[Editor's Note:  This is a guest post from Douglas Segan, MD, JD.  We have no financial relationship.]

The Issue Collision Damage Waiver

You are at the desk of the car rental office.  The odds are that you are a little stressed and in a hurry. The agent at the desk puts some paperwork in front of you and asks you if you want the collision damage waiver (CDW.)  Do you really understand the implications of buying or declining this option?

In October 2011 I was driving to my rotation in Ontonagon in a lovely Jeep SUV from Enterprise.  In a forested area of the Upper Peninsula of Michigan I heard a  nausea inducing loud crashing sound. I did not see it coming, but based on the residual debris it appeared that  a bird collided with my vehicle.

The car  worked fine but  there was a subtle dent to the hood.  I naively estimated that the damage would be about one hundred dollars and foolishly believed that the credit card company (American Express) would quickly and seamlessly pay for any damage to the rental vehicle. I was so wrong.

Enterprise sent me a demand letter for about $611 (about $342 for the cost of repairing the damage, $50 for an administrative fee and about $220 for loss of use of the rental car while it was being repaired).  Luckily for me they did not demand the loss in the resale value of the vehicle  ( which they could claim based on the fact that  it now has a record of being damaged and repaired).

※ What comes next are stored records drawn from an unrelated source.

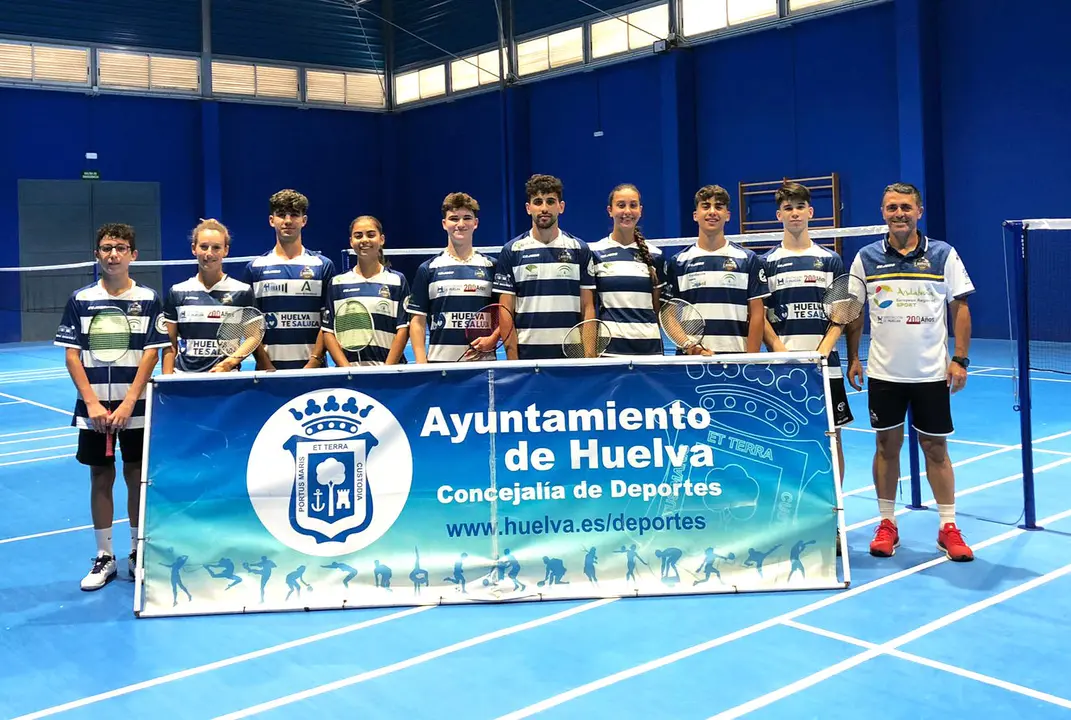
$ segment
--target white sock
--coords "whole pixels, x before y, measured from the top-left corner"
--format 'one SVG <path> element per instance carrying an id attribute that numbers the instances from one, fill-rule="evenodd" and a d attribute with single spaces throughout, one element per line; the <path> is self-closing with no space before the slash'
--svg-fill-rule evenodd
<path id="1" fill-rule="evenodd" d="M 888 520 L 893 525 L 896 524 L 895 500 L 882 500 L 881 498 L 878 498 L 878 512 L 881 513 L 882 520 Z"/>
<path id="2" fill-rule="evenodd" d="M 130 526 L 130 549 L 131 550 L 136 550 L 137 547 L 138 547 L 138 529 L 135 526 L 131 525 Z"/>
<path id="3" fill-rule="evenodd" d="M 110 527 L 95 528 L 93 534 L 97 536 L 97 557 L 101 555 L 115 557 L 115 551 L 112 550 L 112 529 Z"/>
<path id="4" fill-rule="evenodd" d="M 941 527 L 948 523 L 956 524 L 956 503 L 951 505 L 938 505 L 937 516 L 941 518 Z"/>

What is Collision Damage Waiver?

The CDW, also know as the damage waiver and loss damage waiver, is an optional damage coverage to consider when renting a vehicle. It is technically not a type of insurance but it is a waiver between the renter and the car rental company that the company will waive their right to charge the renter for damages to the vehicle. CDW does not address all the other liability issues that may arise when one is driving a car (such as injuries and damage to other vehicles and property).


Things to do Before your next car rental

It is challenging to give general suggestions about the pros and cons of buying CDW because every credit card company, car rental company and auto insurance policy has a unique and  confusing amount of fine print explaining what they will and will not cover, the amount of the deductible and what rules you have to comply with when you make a claim.

Please do the following before your next car rental:

  1. Talk with your auto insurance agent about your coverage when you rent a car for business or pleasure.   For example, my auto policy will cover the cost of repairs to the rental car (after the deductible,) but they will not pay the administration fee or the loss of use fee.
  2. Talk with your credit card company.  Ask them what they will cover if there is damage to the rental car. In my situation, American Express won’t cover the  loss of use fee since Enterprise won’t provide a fleet record showing that all other cars at my location were being rented during the repair period.
  3. Talk with your rental car company to find out the cost of CDW and the parameters of the  coverage.  For example, Enterprise in Lansing, Michigan charges $14 per day for CDW.


Conclusion – Should You Get Collision Damage Waiver?

The decision whether to buy  or decline CDW is much more complex than I ever imagined.  Learn about your potential types of financial exposure if there is damage to your rental vehicle (the cost of repair, the administrative fee, the loss of use charges and the reduction in  the resale value because the vehicle now has a damage history.)   Talk with your auto insurance agent, your credit card company and your rental car company to help decide if the cost of CDW is worth the benefits.  One factor that enters the decision for me is the large  number of deer in addition to elk and moose in northern Michigan and the severe and hazardous  winter weather  driving conditions that may occur.

[Editor's Note:  I actually have some experience with this topic.  I have had two damaged rental cars in the past, one clearly not my fault, the other probably was, but USAA chose to call it “no-fault.” Between USAA and the credit card company, I wasn't out any money either time. But for the amount of expense we're talking about here, it seems to me that the amount not covered by your insurance company and credit card is probably within a range most physicians can self-insure. I suspect that like most rental car add-ons, this one is usually priced far above the actual value.]